A deep dive into biomolecular condensates using single-droplet surface-enhanced Raman spectroscopy

An intense research activity reveals that living cells contain (noncanonical) membraneless organelles that are formed via phase separation of intrinsically disordered proteins/regions (IDPs/IDRs) with nucleic acids and other biomolecules. These biomolecular condensates are involved in a myriad of critical cellular functions and neurodegenerative diseases. Unmasking the role of intrinsic disorder and conformational heterogeneity of IDPs/IDRs in promoting promiscuous and ephemeral interactions resulting in a liquid-like behavior of these condensates is crucial to understanding the molecular drivers of phase separation.
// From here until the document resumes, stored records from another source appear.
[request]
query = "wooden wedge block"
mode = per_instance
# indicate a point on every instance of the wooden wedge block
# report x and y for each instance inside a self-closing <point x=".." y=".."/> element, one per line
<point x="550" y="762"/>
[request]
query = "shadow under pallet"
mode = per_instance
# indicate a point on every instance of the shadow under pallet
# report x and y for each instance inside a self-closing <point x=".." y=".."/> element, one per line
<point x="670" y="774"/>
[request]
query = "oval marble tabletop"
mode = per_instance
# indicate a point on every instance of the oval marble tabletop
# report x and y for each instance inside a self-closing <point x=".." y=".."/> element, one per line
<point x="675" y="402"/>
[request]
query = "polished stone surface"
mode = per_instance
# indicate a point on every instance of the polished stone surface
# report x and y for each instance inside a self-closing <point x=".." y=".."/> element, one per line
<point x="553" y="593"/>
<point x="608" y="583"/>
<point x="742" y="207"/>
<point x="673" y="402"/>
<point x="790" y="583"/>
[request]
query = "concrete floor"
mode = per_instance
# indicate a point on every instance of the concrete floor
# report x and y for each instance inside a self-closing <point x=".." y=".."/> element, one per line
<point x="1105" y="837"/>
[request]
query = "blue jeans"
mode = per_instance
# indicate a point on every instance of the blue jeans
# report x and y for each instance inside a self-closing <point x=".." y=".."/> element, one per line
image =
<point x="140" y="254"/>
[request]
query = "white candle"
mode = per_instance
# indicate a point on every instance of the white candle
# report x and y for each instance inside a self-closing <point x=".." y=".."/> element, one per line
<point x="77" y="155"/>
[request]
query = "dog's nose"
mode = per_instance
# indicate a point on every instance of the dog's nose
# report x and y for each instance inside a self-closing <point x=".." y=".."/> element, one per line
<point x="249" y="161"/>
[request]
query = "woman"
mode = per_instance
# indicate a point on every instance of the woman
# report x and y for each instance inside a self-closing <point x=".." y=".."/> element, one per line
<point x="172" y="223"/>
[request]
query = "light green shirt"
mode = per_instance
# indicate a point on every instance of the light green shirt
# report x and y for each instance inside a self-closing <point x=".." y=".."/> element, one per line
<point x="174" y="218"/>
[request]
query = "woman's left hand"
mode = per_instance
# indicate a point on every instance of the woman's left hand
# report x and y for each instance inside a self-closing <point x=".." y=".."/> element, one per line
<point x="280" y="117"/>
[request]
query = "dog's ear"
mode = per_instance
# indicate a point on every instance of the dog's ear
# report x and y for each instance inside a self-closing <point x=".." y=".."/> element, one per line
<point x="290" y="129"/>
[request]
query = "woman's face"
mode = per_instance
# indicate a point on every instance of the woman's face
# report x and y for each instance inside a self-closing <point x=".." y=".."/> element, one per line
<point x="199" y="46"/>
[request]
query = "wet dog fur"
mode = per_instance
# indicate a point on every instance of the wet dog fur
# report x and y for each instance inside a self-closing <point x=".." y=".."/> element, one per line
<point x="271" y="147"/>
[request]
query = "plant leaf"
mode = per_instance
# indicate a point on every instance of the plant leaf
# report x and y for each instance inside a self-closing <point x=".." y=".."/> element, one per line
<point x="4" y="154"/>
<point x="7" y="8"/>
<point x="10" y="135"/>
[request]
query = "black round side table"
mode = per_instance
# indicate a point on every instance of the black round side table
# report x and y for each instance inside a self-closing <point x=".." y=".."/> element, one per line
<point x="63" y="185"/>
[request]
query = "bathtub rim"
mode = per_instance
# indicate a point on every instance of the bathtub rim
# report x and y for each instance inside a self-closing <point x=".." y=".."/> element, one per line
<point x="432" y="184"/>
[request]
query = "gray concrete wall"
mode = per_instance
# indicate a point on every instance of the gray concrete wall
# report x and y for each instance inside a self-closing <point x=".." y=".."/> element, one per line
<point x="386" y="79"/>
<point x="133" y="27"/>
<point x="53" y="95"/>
While a host of existing microscopic and spectroscopic tools exist for studying phase separation, most of these methodologies are inadequate in illuminating the conformational heterogeneity and distribution within individual droplets. To overcome these limitations, we developed and adapted a novel and highly-sensitive methodology that combines the capabilities of vibrational spectroscopy and optical microscopy that can illuminate the unique molecular details of the polypeptide chains within the mesoscopic liquid condensed phase at the single-droplet resolution. Often low Raman scattering cross-section of proteins makes the recording of vibrational signatures under physiological conditions in aqueous solutions extremely challenging. In this direction, we utilize surface-engineered, plasmonic metal nanostructures giving rise to high electromagnetic/chemical enhancement of Raman signals even at extremely low analyte concentrations that can increase Raman scattering cross-section by several orders of magnitude, allowing single-molecule detection and characterization even at a much lower laser power. Our ultra-sensitive single-droplet SERS methodology captures the exquisite details involving conformational disorder, heterogeneity, and distribution within FUS condensates. Additionally, this method can capture some key structural details within the droplets formed in the presence of varying RNA-protein ratios and highlight RNA-mediated partial unwinding of the ordered domains in the C-terminal RBD that increases polypeptide chain disorder that can promote both homotypic and heterotypic interactions within the condensed phase.